During the 1975 army reform the army disbanded the regimental level and newly independent battalions were granted for the first time their own flags. As part of the reform the Italian Army's signal battalions were renamed for mountain passes. On 1 August 1975, the 4th Signal Company was transferred to the Signal Battalion "Granatieri di Sardegna" of the Infantry Division "Granatieri di Sardegna". On 20 October 1975, the Signal Battalion "Centauro" was renamed 231st Signal Battalion "Sempione". The battalion was named for the Simplon Pass (Passo Sempione), which connects the canton of Valais in Switzerland with the Piedmont region in Italy. The next day, on 21 October 1975, the Armored Division "Centauro" was reorganized and the 3rd Mechanized Brigade "Goito" and 31st Armored Brigade "Curtatone" were formed with the division's units. On the same day, the Signal Battalion "Sempione" transferred the 5th and 6th signals companies, which had been formed during the 1963 reform, to the command and signal units of the new brigades. After the reform the battalion consisted of a command, a command and services platoon, two signal companies, and a repairs and recovery platoon. At the time the battalion fielded 572 men (19 officers, 99 non-commissioned officers, and 454 soldiers). On 12 November 1976, the President of the Italian Republic Giovanni Leone granted with decree 846 the battalion a flag.
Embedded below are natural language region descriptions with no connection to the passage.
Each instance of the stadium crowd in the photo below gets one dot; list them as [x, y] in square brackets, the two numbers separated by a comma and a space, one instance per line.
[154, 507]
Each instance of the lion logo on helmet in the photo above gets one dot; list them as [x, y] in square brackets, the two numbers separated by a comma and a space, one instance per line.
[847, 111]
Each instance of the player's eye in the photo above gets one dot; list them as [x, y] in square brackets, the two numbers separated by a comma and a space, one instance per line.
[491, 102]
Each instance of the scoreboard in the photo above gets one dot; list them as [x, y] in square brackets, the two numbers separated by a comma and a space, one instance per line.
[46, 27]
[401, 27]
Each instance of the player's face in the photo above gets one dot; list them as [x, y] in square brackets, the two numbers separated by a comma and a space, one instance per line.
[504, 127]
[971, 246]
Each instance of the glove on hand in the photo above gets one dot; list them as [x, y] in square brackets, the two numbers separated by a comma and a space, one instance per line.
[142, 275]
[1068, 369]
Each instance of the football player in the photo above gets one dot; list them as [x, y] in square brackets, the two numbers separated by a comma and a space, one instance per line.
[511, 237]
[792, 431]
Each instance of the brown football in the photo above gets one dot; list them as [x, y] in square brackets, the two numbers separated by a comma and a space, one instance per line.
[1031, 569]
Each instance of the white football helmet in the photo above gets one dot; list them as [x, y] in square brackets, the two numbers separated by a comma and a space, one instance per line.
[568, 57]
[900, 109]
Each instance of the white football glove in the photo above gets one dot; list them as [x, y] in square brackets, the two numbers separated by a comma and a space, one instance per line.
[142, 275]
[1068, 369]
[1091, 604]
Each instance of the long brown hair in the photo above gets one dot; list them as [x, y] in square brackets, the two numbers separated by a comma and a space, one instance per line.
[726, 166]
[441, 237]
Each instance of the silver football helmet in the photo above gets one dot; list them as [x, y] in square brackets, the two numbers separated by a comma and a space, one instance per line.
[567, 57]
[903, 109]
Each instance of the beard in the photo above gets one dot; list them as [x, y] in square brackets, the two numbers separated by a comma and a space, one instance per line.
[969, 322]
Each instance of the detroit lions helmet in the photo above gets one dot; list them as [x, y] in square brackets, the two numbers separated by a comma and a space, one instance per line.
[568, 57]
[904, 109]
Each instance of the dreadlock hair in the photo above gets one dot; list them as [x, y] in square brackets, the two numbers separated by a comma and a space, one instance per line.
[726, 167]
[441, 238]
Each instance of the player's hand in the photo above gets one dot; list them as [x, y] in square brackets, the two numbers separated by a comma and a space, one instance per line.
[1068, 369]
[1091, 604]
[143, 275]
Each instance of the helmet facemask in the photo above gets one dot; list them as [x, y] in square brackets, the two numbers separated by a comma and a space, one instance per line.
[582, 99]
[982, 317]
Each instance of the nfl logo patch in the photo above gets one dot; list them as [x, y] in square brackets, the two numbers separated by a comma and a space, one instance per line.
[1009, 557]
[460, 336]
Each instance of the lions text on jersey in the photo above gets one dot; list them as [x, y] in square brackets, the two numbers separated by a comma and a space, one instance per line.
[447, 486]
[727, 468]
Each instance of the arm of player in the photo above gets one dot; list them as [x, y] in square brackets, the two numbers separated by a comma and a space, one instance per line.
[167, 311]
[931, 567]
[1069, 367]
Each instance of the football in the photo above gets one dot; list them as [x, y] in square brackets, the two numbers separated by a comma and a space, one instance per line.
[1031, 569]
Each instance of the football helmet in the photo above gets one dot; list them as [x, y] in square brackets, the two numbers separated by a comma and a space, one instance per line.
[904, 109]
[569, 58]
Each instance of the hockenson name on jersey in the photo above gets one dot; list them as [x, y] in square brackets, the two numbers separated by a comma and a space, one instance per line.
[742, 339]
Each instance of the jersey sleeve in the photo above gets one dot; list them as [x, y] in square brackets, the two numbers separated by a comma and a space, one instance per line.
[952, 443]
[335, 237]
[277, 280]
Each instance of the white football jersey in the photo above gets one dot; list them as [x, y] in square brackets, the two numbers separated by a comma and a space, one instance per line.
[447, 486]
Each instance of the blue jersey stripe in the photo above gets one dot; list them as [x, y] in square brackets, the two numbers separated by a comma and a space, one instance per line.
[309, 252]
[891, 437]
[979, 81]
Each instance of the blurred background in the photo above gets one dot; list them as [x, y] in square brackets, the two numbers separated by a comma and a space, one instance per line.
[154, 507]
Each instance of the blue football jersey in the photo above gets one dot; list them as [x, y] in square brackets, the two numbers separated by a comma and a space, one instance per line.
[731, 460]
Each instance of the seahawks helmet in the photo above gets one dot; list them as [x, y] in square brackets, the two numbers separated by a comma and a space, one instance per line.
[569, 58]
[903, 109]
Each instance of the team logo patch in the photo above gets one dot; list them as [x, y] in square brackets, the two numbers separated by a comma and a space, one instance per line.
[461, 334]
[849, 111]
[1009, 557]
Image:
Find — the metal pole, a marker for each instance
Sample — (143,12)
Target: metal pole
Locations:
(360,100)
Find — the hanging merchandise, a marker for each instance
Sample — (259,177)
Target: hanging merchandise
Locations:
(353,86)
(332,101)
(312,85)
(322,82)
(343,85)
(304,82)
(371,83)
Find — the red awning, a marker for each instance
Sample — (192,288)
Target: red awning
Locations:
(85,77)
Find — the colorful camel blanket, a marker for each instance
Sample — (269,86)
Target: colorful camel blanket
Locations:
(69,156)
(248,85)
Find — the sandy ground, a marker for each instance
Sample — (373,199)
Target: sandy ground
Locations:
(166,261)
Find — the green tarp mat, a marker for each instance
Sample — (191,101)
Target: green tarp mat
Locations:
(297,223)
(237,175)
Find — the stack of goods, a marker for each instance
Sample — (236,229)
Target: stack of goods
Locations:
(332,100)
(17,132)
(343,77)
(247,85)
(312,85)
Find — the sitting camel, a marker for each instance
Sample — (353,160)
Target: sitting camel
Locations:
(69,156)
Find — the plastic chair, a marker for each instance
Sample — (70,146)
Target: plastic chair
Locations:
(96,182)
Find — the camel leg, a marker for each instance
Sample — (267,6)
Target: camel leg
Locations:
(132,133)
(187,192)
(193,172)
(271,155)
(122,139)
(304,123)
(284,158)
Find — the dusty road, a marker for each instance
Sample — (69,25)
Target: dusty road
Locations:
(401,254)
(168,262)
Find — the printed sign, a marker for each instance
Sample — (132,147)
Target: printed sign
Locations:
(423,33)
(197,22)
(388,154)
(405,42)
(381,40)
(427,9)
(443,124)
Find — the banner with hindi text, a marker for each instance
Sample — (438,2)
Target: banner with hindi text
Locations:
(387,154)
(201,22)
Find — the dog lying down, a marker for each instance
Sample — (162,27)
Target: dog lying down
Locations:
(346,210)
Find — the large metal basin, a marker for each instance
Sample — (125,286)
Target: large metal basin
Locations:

In 1986, the Armored Division "Centauro was disbanded. Consequently, on 1 August 1986, the battalion was transferred to the 3rd Army Corps' Signal Command. On 1 June 1989, the battalion was reorganized and consisted afterwards of a command, a command and services company, the 1st Radio Relay Company, the 2nd Radio Relay Company, and the 3rd Signal Center Company.

With the end of the Cold War the Italian Army began to draw down its forces and, on 15 May 1991, the 231st Signal Battalion "Sempione" was disbanded and the next day, the battalion's 1st Radio Relay Company joined the 3rd Signal Battalion "Spluga". On 29 June 1991, the battalion's flag was transferred to the Shrine of the Flags in the Vittoriano in Rome for safekeeping.

=== Recent times ===
On 27 August 2001, the battalion was reformed as Signal Battalion "Sempione" and assigned to the 1st Signal Regiment as the regiment's second signal battalion.